AFL-CIO President John Sweeney pronounced himself -- and the
55-union, 10 million-member labor organization he leads --
"thrilled" by Obama's choice. "We're confident that she will
return to the Labor Department one of its core missions -- to
defend workers' basic rights in our nation's workplaces," Sweeney
said, in a not-too-subtle dig at outgoing Labor Secretary Elaine
Chao, a conservative
reformer.
"The daughter of two immigrant workers and union members... she
will be a secretary of labor working men and women can finally
count on to stand up and fight for them," enthused Andy Stern,
president of the Service Employees International Union. Sal
Rossi, president of the United Healthcare Workers, described
Solis's nomination as "tremendous news." The Chamber of
Commerce's vice president for labor relations could only bluster
to the Associated Press, "There's a new sheriff in town, but
they'll still have to deal with the business community and they
know it."
"What does [Solis] bring to the job?" the American
Prospect's Harold Meyerson
asked. "Only a record of passionate commitment to working
people, a high level of political smarts, and some genuine
displays of raw guts that could make her a star of American
liberalism."
Solis first won liberal plaudits in 1996, when as a freshman
state senator (and the first Hispanic woman in her state to serve
in that capacity) she used money from her own political account
to promote a successful ballot initiative that raised
California's minimum wage from $4.25 to $5.75 an hour.

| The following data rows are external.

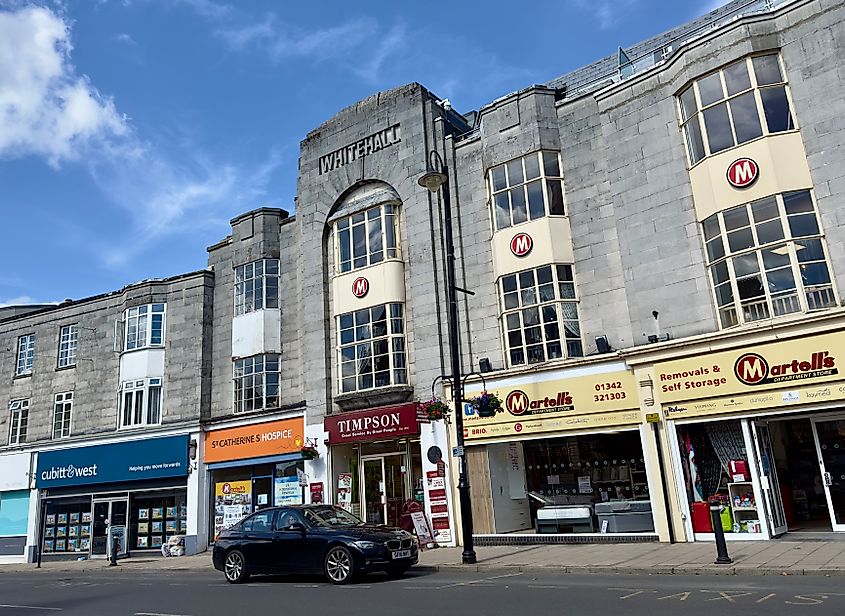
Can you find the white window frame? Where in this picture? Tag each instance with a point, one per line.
(142, 318)
(520, 186)
(529, 297)
(25, 355)
(356, 348)
(755, 88)
(256, 286)
(386, 215)
(734, 311)
(68, 342)
(18, 421)
(62, 415)
(139, 396)
(251, 375)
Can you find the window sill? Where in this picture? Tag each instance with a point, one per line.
(371, 398)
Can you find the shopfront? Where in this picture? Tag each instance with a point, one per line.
(14, 507)
(762, 430)
(565, 454)
(386, 464)
(137, 488)
(254, 466)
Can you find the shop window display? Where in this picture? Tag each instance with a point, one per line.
(715, 466)
(67, 526)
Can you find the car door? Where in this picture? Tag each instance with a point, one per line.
(258, 541)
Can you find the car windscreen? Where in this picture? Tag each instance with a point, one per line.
(331, 517)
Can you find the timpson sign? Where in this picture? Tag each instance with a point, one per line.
(359, 149)
(777, 365)
(386, 422)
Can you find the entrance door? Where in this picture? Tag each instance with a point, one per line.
(830, 443)
(769, 478)
(384, 489)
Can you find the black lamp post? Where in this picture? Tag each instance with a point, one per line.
(437, 176)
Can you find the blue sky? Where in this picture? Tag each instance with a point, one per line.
(131, 131)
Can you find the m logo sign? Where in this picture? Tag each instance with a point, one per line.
(742, 173)
(521, 244)
(360, 287)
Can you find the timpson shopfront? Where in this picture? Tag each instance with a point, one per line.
(253, 466)
(388, 462)
(759, 424)
(566, 454)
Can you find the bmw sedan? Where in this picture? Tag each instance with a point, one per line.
(311, 539)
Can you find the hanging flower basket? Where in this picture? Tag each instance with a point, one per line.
(309, 452)
(434, 409)
(486, 405)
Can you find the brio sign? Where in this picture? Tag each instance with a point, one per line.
(360, 287)
(742, 173)
(521, 244)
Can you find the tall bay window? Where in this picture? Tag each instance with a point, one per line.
(743, 101)
(140, 403)
(372, 348)
(526, 188)
(768, 259)
(367, 238)
(256, 286)
(256, 383)
(540, 315)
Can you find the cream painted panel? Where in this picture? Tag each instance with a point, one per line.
(386, 284)
(257, 332)
(782, 163)
(552, 238)
(142, 364)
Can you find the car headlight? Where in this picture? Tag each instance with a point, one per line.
(365, 545)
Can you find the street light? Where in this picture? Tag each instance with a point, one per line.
(435, 177)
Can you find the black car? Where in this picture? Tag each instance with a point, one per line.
(311, 539)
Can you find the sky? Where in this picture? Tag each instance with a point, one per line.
(132, 131)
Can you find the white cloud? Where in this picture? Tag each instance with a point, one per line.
(46, 109)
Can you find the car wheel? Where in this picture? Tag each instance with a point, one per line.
(339, 565)
(234, 567)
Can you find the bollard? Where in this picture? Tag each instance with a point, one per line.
(722, 557)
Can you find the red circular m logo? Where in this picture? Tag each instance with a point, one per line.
(751, 369)
(521, 244)
(517, 402)
(360, 287)
(742, 172)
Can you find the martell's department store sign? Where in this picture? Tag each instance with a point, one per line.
(352, 152)
(593, 401)
(255, 441)
(747, 378)
(153, 458)
(387, 422)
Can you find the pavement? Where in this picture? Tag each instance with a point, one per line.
(776, 557)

To win her
U.S. House seat in 2000, Solis defeated a nine-term incumbent
congressman, the more moderate Matthew Martinez, in a Democratic
primary by an eye-popping 38-point margin.

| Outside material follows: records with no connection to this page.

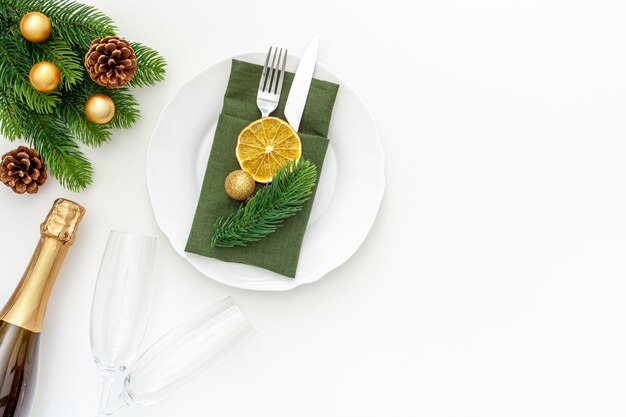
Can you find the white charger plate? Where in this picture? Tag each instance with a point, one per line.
(350, 190)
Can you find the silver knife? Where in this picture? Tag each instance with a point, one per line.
(301, 83)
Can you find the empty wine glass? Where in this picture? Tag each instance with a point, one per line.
(121, 305)
(176, 358)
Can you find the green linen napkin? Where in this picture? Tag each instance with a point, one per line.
(279, 251)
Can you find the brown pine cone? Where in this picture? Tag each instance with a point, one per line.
(111, 61)
(23, 170)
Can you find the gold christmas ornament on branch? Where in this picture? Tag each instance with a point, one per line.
(23, 170)
(111, 61)
(99, 108)
(44, 76)
(35, 27)
(239, 185)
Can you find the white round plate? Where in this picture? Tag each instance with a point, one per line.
(349, 193)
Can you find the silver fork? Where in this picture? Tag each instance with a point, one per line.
(271, 81)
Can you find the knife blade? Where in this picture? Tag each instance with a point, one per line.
(301, 84)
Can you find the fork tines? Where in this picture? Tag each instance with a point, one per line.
(272, 77)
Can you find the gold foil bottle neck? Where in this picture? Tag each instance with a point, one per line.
(62, 221)
(27, 306)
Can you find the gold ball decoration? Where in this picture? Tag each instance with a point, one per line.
(45, 76)
(239, 185)
(35, 27)
(99, 108)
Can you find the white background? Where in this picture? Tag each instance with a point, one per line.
(492, 283)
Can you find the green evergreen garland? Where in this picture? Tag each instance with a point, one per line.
(52, 123)
(291, 187)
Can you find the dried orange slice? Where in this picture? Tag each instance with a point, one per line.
(265, 145)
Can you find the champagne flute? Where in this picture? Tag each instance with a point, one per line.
(121, 305)
(180, 355)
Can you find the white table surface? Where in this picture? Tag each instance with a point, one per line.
(493, 280)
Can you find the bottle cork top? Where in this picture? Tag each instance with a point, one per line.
(63, 220)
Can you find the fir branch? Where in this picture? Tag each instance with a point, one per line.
(291, 187)
(150, 66)
(49, 136)
(15, 64)
(13, 117)
(77, 23)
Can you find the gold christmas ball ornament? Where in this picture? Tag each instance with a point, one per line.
(239, 185)
(35, 27)
(99, 108)
(45, 76)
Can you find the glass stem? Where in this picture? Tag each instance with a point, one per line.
(105, 392)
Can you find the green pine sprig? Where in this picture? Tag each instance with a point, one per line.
(152, 66)
(55, 123)
(291, 187)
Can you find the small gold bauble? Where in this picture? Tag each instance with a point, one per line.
(239, 185)
(35, 27)
(99, 108)
(45, 76)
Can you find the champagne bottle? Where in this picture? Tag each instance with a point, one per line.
(21, 319)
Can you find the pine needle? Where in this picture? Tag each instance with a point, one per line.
(54, 122)
(265, 212)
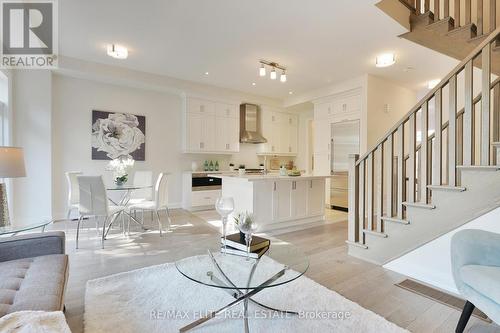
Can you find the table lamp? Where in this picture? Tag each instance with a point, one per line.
(11, 166)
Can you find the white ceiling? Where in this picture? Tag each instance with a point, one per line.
(320, 41)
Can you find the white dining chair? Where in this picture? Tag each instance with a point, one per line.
(142, 178)
(73, 192)
(159, 203)
(94, 203)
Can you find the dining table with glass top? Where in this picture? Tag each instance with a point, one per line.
(17, 227)
(126, 195)
(242, 277)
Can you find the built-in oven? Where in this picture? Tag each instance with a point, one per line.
(203, 182)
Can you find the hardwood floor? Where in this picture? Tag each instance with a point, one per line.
(369, 285)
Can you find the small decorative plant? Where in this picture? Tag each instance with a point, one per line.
(244, 220)
(120, 168)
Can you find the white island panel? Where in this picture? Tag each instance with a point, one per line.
(278, 201)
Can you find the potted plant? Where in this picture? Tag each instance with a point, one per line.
(241, 169)
(120, 168)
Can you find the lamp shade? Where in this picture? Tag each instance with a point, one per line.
(11, 162)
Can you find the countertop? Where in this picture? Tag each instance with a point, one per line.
(269, 176)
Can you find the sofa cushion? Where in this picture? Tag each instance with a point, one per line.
(33, 283)
(484, 279)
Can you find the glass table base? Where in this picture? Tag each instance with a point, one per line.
(240, 297)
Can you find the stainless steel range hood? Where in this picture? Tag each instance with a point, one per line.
(250, 124)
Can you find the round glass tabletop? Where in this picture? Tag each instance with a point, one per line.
(282, 263)
(22, 226)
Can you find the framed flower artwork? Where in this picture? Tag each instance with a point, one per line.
(118, 135)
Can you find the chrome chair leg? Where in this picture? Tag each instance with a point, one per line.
(168, 218)
(159, 221)
(104, 231)
(78, 230)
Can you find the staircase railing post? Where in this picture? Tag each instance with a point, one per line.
(353, 200)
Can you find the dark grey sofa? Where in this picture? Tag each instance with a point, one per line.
(33, 272)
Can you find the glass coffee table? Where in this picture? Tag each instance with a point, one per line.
(242, 278)
(24, 226)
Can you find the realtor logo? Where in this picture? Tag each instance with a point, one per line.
(29, 34)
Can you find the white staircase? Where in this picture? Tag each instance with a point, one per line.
(415, 184)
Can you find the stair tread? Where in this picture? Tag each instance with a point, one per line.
(375, 233)
(357, 244)
(446, 21)
(395, 220)
(471, 27)
(446, 188)
(419, 205)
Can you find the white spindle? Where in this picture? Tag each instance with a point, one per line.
(468, 118)
(353, 228)
(452, 132)
(485, 105)
(437, 150)
(424, 128)
(401, 171)
(411, 159)
(369, 189)
(380, 186)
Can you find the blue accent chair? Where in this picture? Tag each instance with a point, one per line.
(475, 263)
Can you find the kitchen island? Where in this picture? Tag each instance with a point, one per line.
(277, 201)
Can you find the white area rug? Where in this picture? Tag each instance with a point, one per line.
(160, 299)
(34, 322)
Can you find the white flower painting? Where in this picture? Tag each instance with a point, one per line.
(118, 135)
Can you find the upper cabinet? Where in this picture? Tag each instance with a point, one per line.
(210, 127)
(281, 131)
(345, 106)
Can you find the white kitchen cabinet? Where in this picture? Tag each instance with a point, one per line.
(210, 127)
(201, 106)
(200, 131)
(322, 136)
(282, 200)
(298, 198)
(281, 131)
(226, 138)
(277, 202)
(315, 197)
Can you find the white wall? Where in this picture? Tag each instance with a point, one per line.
(32, 105)
(431, 263)
(73, 102)
(379, 93)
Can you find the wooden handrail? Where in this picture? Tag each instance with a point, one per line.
(433, 91)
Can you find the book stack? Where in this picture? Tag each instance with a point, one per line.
(236, 245)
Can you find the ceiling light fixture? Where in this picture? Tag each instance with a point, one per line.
(432, 83)
(385, 60)
(274, 66)
(273, 75)
(283, 77)
(262, 70)
(117, 51)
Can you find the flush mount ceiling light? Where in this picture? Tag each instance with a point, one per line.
(117, 51)
(385, 60)
(262, 70)
(273, 74)
(432, 83)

Over four terms, Solis has racked up a 97 percent career rating
from the AFL-CIO. In 2007, she voted 100 percent of the time with
the AFL-CIO, the United Auto Workers, the Service Employees
Union, the American Federation of State, County & Municipal
Employees, the Utility Workers Union, and the International
Brotherhood of Boilermakers. "Unions are vital to the health and
strength of our communities, and our workers are the bedrock of
our economy," Solis said in a widely circulated speech in favor
of the so-called Employee Free Choice Act. "In this day and age
when the number of women and new immigrants is increasing in the
work force, it is important that they become a part of the
American fabric and one of the ways is to be a member of a
union."
Making unions, whose share of the national labor force has been
declining for decades, a bigger part of the American fabric will
likely be Solis's job number one at the Labor Department. As your
humble servant recently documented at length in the Capital
Research Center's Labor
Watch (pdf), there is a symbiotic relationship between
the Democratic Party and organized labor. Unions provide both
substantial monetary assistance and the boots on the ground to
help get Democrats elected. Once in office, those Democrats
pursue policies likely to increase unionization and the flow of
money to union coffers.
That's where the aforementioned Employee Free Choice Act (better
known as card check legislation) comes in. Unions lose roughly 40
percent of secret-ballot representation elections. But when
employers allow their workers to publicly sign union cards via
card check, the AFL-CIO estimates that it prevails about 75
percent of the time. According to the Senate Democratic caucus,
"more workers form unions via card check than via secret-ballot
elections," by a margin of 375,000 to 73,000 in 2004 alone.
Card check now stands atop big labor's agenda for 2009, with some
union activists pushing for its enactment within the first 100
days of the Obama administration. Whether that's possible in a
Senate just shy of a filibuster-proof Democratic majority remains
to be seen. But a switch from Chao, who supported secret-ballot
elections for union organizing, to Solis, who is staunchly
pro-card check, would improve the legislation's prospects.
The appointment of Hilda Solis and signing card check into law
won't satisfy all of Obama's debts to organized labor. But it
will amount to a sizeable down payment.